193 / June-06-2021 23:09:49 By- srijan /

Gaseous State

Postulates of kinetic theory of gases :

The kinetic and molecular behaviour of gases is theoretically explain by the assumption of kinetic theory of gases. The main points of kinetic theory of gases are :
1. All gases are made up of large number of tiny particles called molecules.
2. The molecules of particular gas are similar to all respects such as shape, size, volume, energy but the molecules of different gases are different in all respect.
3. The gas molecules are in constant rapid motion in all direction colliding with each other or against the inert wall of the container.
4. The collision between the gas molecules is perfectly elastic. Thus, there is no change in momentum when they collide with each other or against the inner wall of the container.
5. The presence exerted by a gas is due to the bombardment of gas molecules on the inner wall of container or bombardment due to their collision.
6. The average kinetic energy of the gas molecules is directly proportional to the absolute temperature.
7. The volume occupied by a gas molecule is negligible as compared to the total volume of gas.
8. There is no intermolecular force of interaction (attraction or repulsion) between the gas molecules.
9. There is negligible effect of gravity on the movement of gas molecules.

GAS LAWS:

1. Boyle's Law: It state's that," the volume of given amount of gas is inversely proportional to its pressure at constant temperature".

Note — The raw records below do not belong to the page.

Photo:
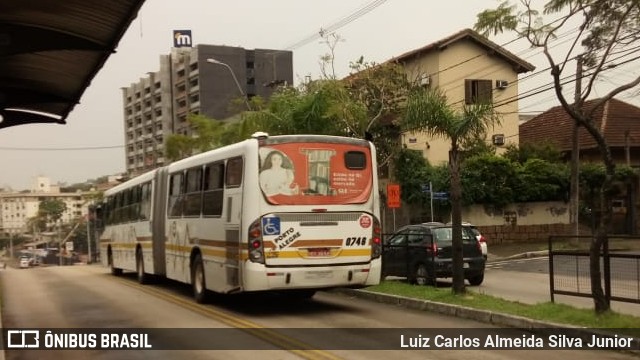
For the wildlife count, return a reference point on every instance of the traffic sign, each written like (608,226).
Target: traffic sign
(393,196)
(440,195)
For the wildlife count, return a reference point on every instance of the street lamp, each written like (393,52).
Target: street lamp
(218,62)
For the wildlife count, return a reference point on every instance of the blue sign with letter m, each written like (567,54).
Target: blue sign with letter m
(182,38)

i.e. V ∝ 1/P [at constant temperature in kelvin scale.]
V= K/P [K is proportionality constant]
therefore, PV= K
therefore, PV= constant.
Thus, the product of pressure and volume of gas is always constant at constant temperature.

Let, P1 and V1 be the initial pressure and volume of gas respectively. Then from Boyle's law,
P1V1= constant <------- (i)

If volume is changed to V2 and corresponding pressure to P2 in final condition, then from boyle's law
P2V2= constant <------- (ii)

therefore from equation (i) and equation (ii)
P1V1=P2V2

a. P against V graph:


When pressure of gas (P) against volume of gas (V) is plotted a hyperbolic curve is obtained which indicates that the pressure of gas is inversely proportional to its volume at constant temperature.

b. P against 1/V graph:


When pressure of gas (P) against 1/V is plotted as a straight line passing from the origin is obtained which indicates that the pressure of gas is directly proportional to the inverse of volume at constant temperature.

c. P against PV graph:


When pressure of gas (P) against PV is plotted, a straight line parallel to the X-axis is obtained which indicates that the pressure of gas is independent of PV at constant temperature.

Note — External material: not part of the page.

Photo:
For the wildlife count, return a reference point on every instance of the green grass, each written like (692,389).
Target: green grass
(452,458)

2. Charle's law: The volume of given amount of gas at 0 degree celsius is increases or decreases by 1/273 of its volume at 0 degree celsius for every 1 degree celsius rise or fall in temperature at constant pressure.

Let, V0 be the volume of gas at 0 degree celsius, then from charle's law,
The volume of gas at:
1 degree celsius= [V0+V0 x (1/273)] = V0 [1+(1/273)]
2 degree celsius= [V0+V0 x (2/273)] = V0 [1+(2/273)]
3 degree celsius= [V0+V0 x (3/273)] = V0 [1+(3/273)]
t degree celsius= [V0+V0 x (t/273)] = V0 [1+(t/273)]
-t degree celsius= [V0+V0 x (-t/273)] = V0 [1-(t/273)]
-1 degree celsius= [V0+V0 x (-1/273)] = V0 [1-(1/273)]
-273 degree celsius= [V0+V0 x (-273/273)] = V0 [1-(273/273)]= 0

If V1 and V2 are the volume of gas at t1 degree celsius and t2 degree celsius respectively. Then from charle's law:
V1= V0 [1 + (t1/273)] <------- (i)
V2= V0 [1 + (t2/273)] <------- (i)

Dividing equation (i) by equation (ii) we get,
(V1/V2) = [(273 + t1)/(273 + t2)]
V1/V2 = T1/T2
where T1 = 273 + t1 and T2= 273 + t2
i.e. V ∝ T [directly proportional]
Thus, the volume of gas is directly proportional to the absolute temperature at constant pressure.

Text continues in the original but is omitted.